This week on the GeekWire Podcast: we take the show on the road — or rather, on the rails — recording on Sound Transit’s 2 Line as we ride the world’s first light rail on a floating bridge from Seattle’s Northgate neighborhood to Microsoft’s campus in Redmond.
It’s an engineering marvel decades in the making — the bridge, that is, not the podcast. That said, juggling a couple of handheld mics and portable recorder on a crowded train, we did have to overcome some logistical challenges to make it happen.

Along the way, we chat with fellow passengers and talk about the week’s headlines, including Anduril’s autonomous warship facility on Seattle’s ship canal, and golf star Bryson DeChambeau’s acquisition of Bellevue-based Sportsbox AI ahead of the Masters.
Then we get a behind-the-scenes look at the engineering from Sound Transit’s Henry Bendon. He explains how engineers solved the unprecedented challenge of running 55 mph trains on a bridge that constantly moves with wind, waves, and changing lake levels.
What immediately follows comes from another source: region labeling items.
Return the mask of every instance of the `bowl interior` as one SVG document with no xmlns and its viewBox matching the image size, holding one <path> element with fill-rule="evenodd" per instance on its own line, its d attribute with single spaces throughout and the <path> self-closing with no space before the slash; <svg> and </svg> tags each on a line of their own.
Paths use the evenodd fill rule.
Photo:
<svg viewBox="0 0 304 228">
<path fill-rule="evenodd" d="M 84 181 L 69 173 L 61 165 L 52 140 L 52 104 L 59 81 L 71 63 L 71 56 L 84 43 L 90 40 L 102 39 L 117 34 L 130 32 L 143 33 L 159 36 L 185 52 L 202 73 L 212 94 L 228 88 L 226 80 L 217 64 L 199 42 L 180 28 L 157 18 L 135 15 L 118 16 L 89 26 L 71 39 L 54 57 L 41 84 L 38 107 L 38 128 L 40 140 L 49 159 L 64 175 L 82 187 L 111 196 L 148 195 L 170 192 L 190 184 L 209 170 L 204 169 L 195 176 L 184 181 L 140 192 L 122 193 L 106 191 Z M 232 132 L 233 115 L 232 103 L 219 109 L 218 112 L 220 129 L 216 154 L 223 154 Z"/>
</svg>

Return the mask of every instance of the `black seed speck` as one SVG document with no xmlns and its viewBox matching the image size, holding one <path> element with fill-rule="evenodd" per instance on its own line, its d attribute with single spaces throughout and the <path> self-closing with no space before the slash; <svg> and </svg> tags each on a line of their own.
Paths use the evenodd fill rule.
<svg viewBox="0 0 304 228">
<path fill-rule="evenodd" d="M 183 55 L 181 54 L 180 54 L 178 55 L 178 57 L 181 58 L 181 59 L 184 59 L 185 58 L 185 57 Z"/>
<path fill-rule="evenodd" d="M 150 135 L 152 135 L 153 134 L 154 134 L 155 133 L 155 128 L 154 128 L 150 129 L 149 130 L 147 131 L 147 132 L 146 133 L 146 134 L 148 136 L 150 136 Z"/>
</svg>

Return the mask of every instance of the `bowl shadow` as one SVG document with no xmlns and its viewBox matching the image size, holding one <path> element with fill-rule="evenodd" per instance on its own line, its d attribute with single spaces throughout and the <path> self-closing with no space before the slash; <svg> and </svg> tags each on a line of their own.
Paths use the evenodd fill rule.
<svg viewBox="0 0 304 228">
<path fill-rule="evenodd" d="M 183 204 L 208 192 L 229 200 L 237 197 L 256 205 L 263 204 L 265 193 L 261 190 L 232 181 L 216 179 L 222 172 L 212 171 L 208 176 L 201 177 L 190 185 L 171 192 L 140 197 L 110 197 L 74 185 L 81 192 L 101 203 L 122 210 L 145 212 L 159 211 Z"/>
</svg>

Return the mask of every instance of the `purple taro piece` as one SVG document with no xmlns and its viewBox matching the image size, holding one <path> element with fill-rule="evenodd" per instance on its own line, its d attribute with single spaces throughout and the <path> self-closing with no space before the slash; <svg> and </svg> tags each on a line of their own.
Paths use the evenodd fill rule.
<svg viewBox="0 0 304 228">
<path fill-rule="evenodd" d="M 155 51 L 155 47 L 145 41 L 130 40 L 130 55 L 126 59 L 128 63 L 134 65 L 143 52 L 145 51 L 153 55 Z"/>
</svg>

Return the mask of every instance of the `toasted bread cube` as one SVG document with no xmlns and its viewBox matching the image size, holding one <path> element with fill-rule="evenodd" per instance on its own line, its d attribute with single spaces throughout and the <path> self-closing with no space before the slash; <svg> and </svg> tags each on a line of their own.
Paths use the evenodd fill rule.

Bendon describes the surge in ridership since the Crosslake Connection opened on March 28, and what the line means for connecting the tech hubs on both sides of the lake.
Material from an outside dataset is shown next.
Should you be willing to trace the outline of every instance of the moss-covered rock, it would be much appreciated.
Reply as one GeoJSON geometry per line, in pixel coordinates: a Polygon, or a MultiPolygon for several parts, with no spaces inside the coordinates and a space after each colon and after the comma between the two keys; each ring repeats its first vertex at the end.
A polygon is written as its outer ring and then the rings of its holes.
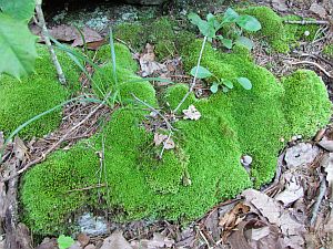
{"type": "MultiPolygon", "coordinates": [[[[196,64],[200,48],[199,40],[183,49],[188,68],[196,64]]],[[[167,151],[161,160],[157,158],[161,147],[153,146],[153,134],[143,125],[149,112],[132,100],[112,114],[102,134],[89,141],[90,149],[80,143],[30,169],[21,186],[26,222],[38,234],[60,234],[73,211],[91,207],[110,208],[118,220],[189,220],[253,186],[252,177],[256,187],[271,180],[278,153],[284,146],[281,138],[289,139],[294,133],[311,136],[327,123],[331,104],[313,72],[299,71],[280,83],[248,58],[239,52],[222,54],[206,45],[203,66],[231,81],[246,76],[253,89],[244,91],[234,82],[235,87],[228,94],[221,92],[203,100],[190,96],[182,108],[194,103],[202,117],[174,124],[175,148],[167,151]],[[71,191],[98,183],[94,173],[100,159],[93,152],[103,147],[102,181],[108,181],[108,190],[100,191],[107,205],[98,204],[97,189],[71,191]],[[244,154],[253,157],[251,175],[240,163],[244,154]]],[[[112,73],[108,66],[102,70],[107,75],[112,73]]],[[[158,105],[149,82],[128,82],[133,72],[119,72],[119,79],[124,79],[120,83],[123,98],[130,100],[130,93],[134,93],[158,105]]],[[[112,84],[109,81],[108,87],[112,84]]],[[[185,91],[183,84],[171,86],[164,102],[175,107],[185,91]]]]}
{"type": "MultiPolygon", "coordinates": [[[[69,87],[77,89],[79,72],[64,53],[58,53],[58,58],[68,80],[67,89],[58,81],[47,48],[39,45],[38,54],[34,74],[22,77],[21,81],[0,75],[0,131],[6,135],[36,115],[64,102],[71,92],[69,87]]],[[[62,110],[59,108],[39,118],[23,128],[19,135],[31,138],[54,131],[61,122],[61,113],[62,110]]]]}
After arriving in Redmond, we sit down with Microsoft President Brad Smith to talk about the company’s two-decade role in making the Crosslake Connection a reality.
Smith says the line gives people “a choice they didn’t have a month ago.”
We ask what it says about how we build big things in this region that it took nearly 60 years to get from idea to reality. “What really matters is people stuck with it,” he says.

We discuss the unlikely duo of Microsoft and Amazon — fierce competitors in cloud computing and AI — collaborating on regional transit and civic issues. “When it comes to local issues, we’re not competing with Amazon, we’re working together,” Smith says.
And finally, we challenge him with a trivia question that hits close to home.